26/03/2020

    CERCAS

                                                                                                                        Maria Dolores

    Alma querida, escuta: 
    Em tuas horas lentas 
    De inquietação, insegurança e luta, 
    Amargura e cansaço, Ouvimos nós, noutros campos do Espaço, 
    As falas mudas que nos apresentas. 

    Muitas vezes, interrogas na oração 
    De espírito espantado e sofredor:
     – “Se tudo o que esperei foi sonho vão, 
    Por que amarei assim, sem ter amor? 
    Por que me consagrar a filhos que amo tanto, Se me ofertam por triste recompensa

    A incompreensão imensa 
    Que me encharca de pranto?
     Por que me dedicar com tanto empenho 
    Ao lar que me magoa 
    No qual ninguém anota as lágrimas que eu tenho 
    Nem considera a cruz que me agrilhoa?
     Que motivo me leva a entregar-me de todo 
    A certo coração que me espezinha 
    Que me cobre de lodo 

    Depois de ironizar a esperança que eu tinha?
     Que razão me conserva a consciência 
    Presa a determinado compromisso, 
    Se aqueles que mais amo na existência 
    Não querem saber disso”?

    Dói-nos ouvir, no Além, a angústia com que indagas, 
    Mostrando o coração aberto em chagas... 

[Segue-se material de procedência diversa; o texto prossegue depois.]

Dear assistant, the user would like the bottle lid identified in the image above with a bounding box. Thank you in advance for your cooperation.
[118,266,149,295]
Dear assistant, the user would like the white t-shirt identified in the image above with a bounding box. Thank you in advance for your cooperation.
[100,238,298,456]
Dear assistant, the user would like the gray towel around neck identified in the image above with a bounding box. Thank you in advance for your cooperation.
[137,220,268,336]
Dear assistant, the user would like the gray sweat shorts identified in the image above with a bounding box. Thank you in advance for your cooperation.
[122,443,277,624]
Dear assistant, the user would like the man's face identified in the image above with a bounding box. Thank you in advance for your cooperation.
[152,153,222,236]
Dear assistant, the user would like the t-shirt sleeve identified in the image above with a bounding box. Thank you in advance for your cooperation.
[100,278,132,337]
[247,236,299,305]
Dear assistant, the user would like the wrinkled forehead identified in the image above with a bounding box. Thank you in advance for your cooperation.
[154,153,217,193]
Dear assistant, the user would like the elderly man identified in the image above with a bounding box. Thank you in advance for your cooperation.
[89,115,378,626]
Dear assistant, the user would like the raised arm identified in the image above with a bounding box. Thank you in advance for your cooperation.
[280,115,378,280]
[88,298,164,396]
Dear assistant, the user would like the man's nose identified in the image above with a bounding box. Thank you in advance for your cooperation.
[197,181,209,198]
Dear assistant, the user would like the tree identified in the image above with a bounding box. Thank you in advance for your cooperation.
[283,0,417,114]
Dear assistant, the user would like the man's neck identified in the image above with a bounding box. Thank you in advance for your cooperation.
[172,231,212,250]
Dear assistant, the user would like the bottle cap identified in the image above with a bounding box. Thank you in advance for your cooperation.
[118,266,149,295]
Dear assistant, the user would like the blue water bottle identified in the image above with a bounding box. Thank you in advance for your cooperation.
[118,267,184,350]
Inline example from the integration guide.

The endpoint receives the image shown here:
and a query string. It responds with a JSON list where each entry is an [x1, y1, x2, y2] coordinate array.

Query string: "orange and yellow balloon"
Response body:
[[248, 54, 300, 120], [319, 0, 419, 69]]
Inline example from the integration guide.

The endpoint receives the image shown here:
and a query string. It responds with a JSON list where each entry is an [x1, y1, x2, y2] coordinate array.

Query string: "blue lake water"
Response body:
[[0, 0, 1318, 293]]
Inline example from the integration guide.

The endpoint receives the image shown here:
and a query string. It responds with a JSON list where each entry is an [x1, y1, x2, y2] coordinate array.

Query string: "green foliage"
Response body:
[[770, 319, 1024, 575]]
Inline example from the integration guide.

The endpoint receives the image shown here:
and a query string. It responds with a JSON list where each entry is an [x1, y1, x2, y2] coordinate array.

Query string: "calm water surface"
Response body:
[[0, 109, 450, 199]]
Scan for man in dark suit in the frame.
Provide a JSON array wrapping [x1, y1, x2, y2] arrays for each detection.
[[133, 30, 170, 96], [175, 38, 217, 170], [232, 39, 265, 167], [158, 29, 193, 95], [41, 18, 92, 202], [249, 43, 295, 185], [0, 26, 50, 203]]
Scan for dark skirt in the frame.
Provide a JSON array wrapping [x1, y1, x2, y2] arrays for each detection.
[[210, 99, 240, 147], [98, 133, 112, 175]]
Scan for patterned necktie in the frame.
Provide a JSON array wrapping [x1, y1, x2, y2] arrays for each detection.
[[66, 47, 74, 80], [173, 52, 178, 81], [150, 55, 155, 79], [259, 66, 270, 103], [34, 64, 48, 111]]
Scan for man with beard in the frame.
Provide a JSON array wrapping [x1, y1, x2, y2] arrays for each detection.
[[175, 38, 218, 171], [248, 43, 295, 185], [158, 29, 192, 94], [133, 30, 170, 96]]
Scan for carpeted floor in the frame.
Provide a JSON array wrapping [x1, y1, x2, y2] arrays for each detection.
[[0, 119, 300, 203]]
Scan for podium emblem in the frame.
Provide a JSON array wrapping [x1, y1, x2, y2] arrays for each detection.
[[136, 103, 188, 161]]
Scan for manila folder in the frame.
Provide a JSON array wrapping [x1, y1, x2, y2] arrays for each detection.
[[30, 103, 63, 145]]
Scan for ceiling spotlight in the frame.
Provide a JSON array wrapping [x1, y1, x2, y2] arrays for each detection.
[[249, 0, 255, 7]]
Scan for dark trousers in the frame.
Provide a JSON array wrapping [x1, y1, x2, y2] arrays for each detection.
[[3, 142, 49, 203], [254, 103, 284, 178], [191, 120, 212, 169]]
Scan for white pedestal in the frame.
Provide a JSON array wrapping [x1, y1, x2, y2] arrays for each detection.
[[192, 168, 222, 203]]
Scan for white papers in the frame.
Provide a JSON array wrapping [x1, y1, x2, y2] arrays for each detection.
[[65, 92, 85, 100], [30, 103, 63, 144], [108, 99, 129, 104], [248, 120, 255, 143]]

    É um esposo distante, é uma esposa esquecida 
    Do trabalho de paz que abraçou para a vida, 
    É um filhinho doente, 
    Gradeado num leito merencório, 
    É um parente infeliz em sanatório, 
    É uma pessoa amiga a gritar-nos em rosto 
    Acusações sem base em vinagre e censura, 
    A fazer-nos enfermos de desgosto 
    Ou cansados de dor, às portas da loucura... 

    Inda que tudo isso te aconteça, 
    Não fujas, alma boa, 
    Tolera a quem te fira, ama, perdoa,
    Sem que a força do amor se te arrefeça. 

    Não fossem as prisões que nos guardam no mundo, 
    Duros grilhões, sem formas definidas, 
    Voltaríamos nós aos erros de outras vidas 

     Em delírio profundo... 

    A, prova que te oprime em ásperas refregas, 
    O peso enorme dos tormentos teus, 
    E a dor da obrigação nas cruzes que carregas 
    São as cercas de Deus. 

    Fonte: Do livro A Vida Conta. Psicografia de Francisco Cândido Xavier.